Decisão de serviços mínimos para greve nos PORTOS DOS AÇORES S.A E PORTOS DA REGIÃO AUTÓNOMA DA MADEIRA S.A | FECTRANS, OFICIAISMAR E SIMAMEVIP
Após constituição do Tribunal Arbitral foi proferida Decisão a 31 de maio de 2026:
O Tribunal Arbitral decide, por unanimidade, definir os serviços mínimos a cumprir na paralisação declarada “ 3 de junho de 2026”, nos termos a seguir expendidos:
I. Adotar, para os portos das Regiões Autónomas dos Açores e da Madeira, os serviços mínimos acordados pelas partes para Portugal Continental, que aqui se reproduzem para a aplicação das disposições seguintes, com exceção do ponto específico do Porto de Sines.
Assim,
II. Atenta a natureza essencial da atividade marítimo-portuária, e a necessidade de assegurar a satisfação de necessidades sociais impreteríveis, bem como a segurança de pessoas, bens e instalações, identificam-se como prioritários, designadamente, os seguintes setores/atividades:
a) Operações que tenham por objetos medicamentos e artigos ou reequipamentos de utilização ou consumo hospitalar, desde que a sua urgência seja comprovada pelas entidades responsáveis;
b) Intervenções de carácter operacional cuja efetivação seja indispensável em caso de incidência, abalroamento, água aberta e encalhe de navios;
c) Serviços de bancas a navios humanitários e militares portugueses;
d) Movimentação de navios arribados para desembarque de doentes, feridos graves ou defuntos, assim como para a reparação de avaria que ponha em risco a segurança;
e) Manutenção das condições de segurança do porto e intervenção em caso de acidente ou incidente;
f) Movimentação de mercadorias nocivas e/ou perigosas, desde que tecnicamente se comprove, através de entidades competentes para o efeito, nomeadamente a Polícia Marítima ou o LNEC, que a sua falta de movimentação em período de greve possa colocar em risco pessoas, estruturas ou equipamentos.

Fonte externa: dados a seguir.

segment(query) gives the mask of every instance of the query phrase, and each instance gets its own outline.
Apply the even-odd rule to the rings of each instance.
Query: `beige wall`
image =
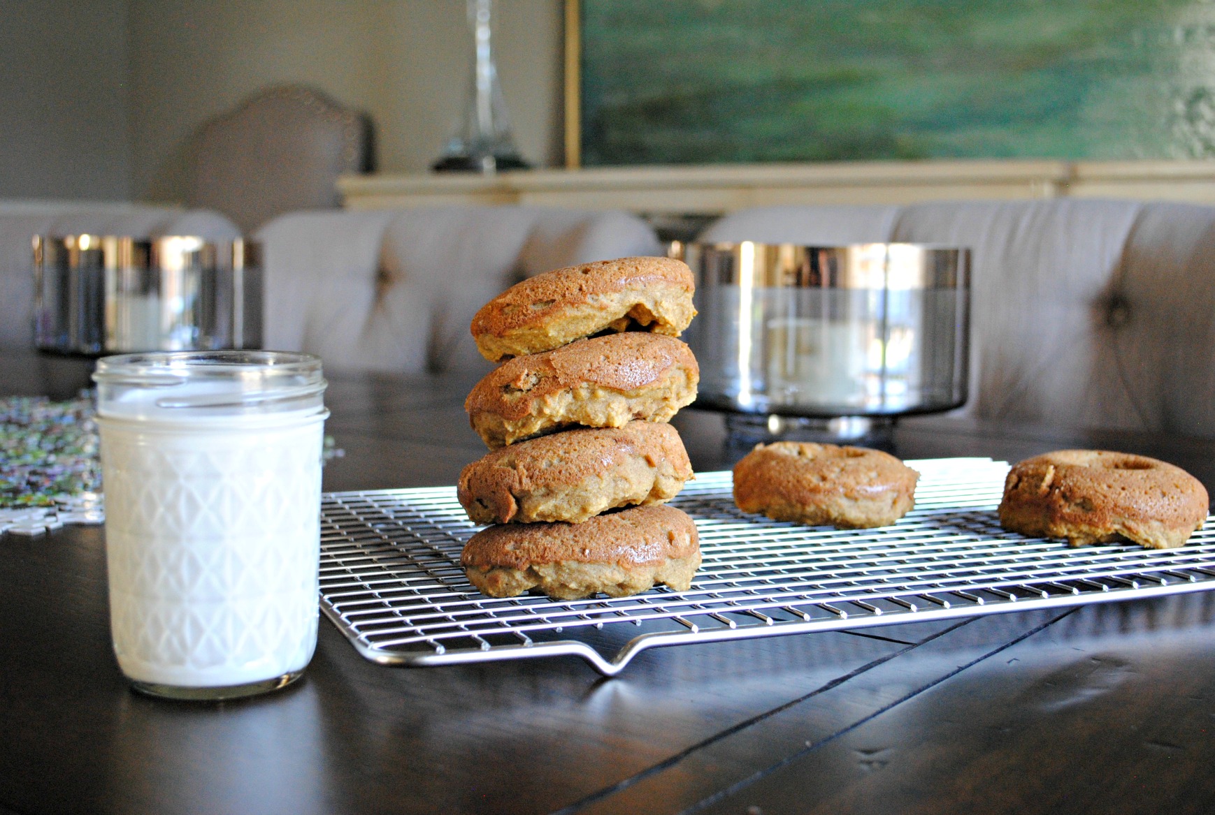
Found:
[[[471,70],[464,0],[128,0],[132,193],[182,200],[199,124],[277,83],[371,114],[379,168],[422,171]],[[498,0],[498,74],[524,157],[561,162],[561,0]]]
[[[126,0],[0,0],[0,198],[131,194]]]

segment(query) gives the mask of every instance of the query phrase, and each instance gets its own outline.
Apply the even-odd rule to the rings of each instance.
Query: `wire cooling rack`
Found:
[[[1008,465],[908,462],[916,505],[894,526],[836,531],[739,511],[729,472],[701,472],[672,505],[703,564],[688,592],[487,598],[459,554],[479,527],[452,487],[328,493],[321,607],[368,660],[436,666],[576,655],[614,675],[645,649],[968,617],[1215,588],[1215,523],[1180,549],[1072,549],[1000,528]]]

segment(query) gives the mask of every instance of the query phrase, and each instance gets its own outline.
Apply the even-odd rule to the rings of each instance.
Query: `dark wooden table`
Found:
[[[58,367],[56,367],[58,366]],[[72,364],[0,357],[4,392]],[[327,489],[452,483],[470,380],[330,375]],[[678,418],[697,469],[720,417]],[[1215,445],[916,419],[909,458],[1066,445],[1215,486]],[[305,679],[219,704],[131,692],[100,528],[0,538],[0,809],[11,813],[1206,813],[1215,595],[576,658],[394,669],[328,622]]]

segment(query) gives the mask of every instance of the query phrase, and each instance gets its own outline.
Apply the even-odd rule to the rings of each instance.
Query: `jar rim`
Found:
[[[97,360],[94,381],[119,384],[126,379],[142,379],[149,374],[222,375],[262,370],[281,375],[321,375],[321,357],[300,351],[142,351],[119,353]]]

III. Sem prejuízo dos casos anteriores, ficam abrangidas as operações portuárias estritamente necessárias para dar resposta a situações de urgência, imprevisto ou força maior ou quando tal seja determinado, de forma fundamentada, por autoridade oficial dotada de competência específica em matéria de segurança, saúde pública, saúde e bem-estar animal ou proteção civil, designadamente para assegurar o transporte de medicamentos ou material hospitalar urgente comprovado pela Direção-Geral de Saúde ou pela autoridade regional competente em matéria de saúde, para dar resposta a emergências zoossanitárias ou de bem-estar animal, incluindo o transporte urgente de medicamentos ou produtos veterinários, de vacinas ou de material de diagnóstico necessários ao controlo de epizootias ou outras situações de risco para a saúde animal ou para a saúde pública delas decorrentes, comprovado pelas autoridades nacionais ou regionais competentes em matéria veterinária, para acorrer a emergências determinadas pela proteção civil, para garantir o abastecimento de bens essenciais cuja escassez seja formalmente declarada por autoridade competente, ou para responder a situações de segurança da navegação. Esta cláusula não autoriza qualquer operação não determinada por autoridade oficial: a decisão de ativação pertence à autoridade pública, não ao empregador, e deve ser comunicada ao sindicato com a indicação do navio, da carga, do porto e do fundamento, para que o cumprimento possa ser verificado, ainda que a posteriori.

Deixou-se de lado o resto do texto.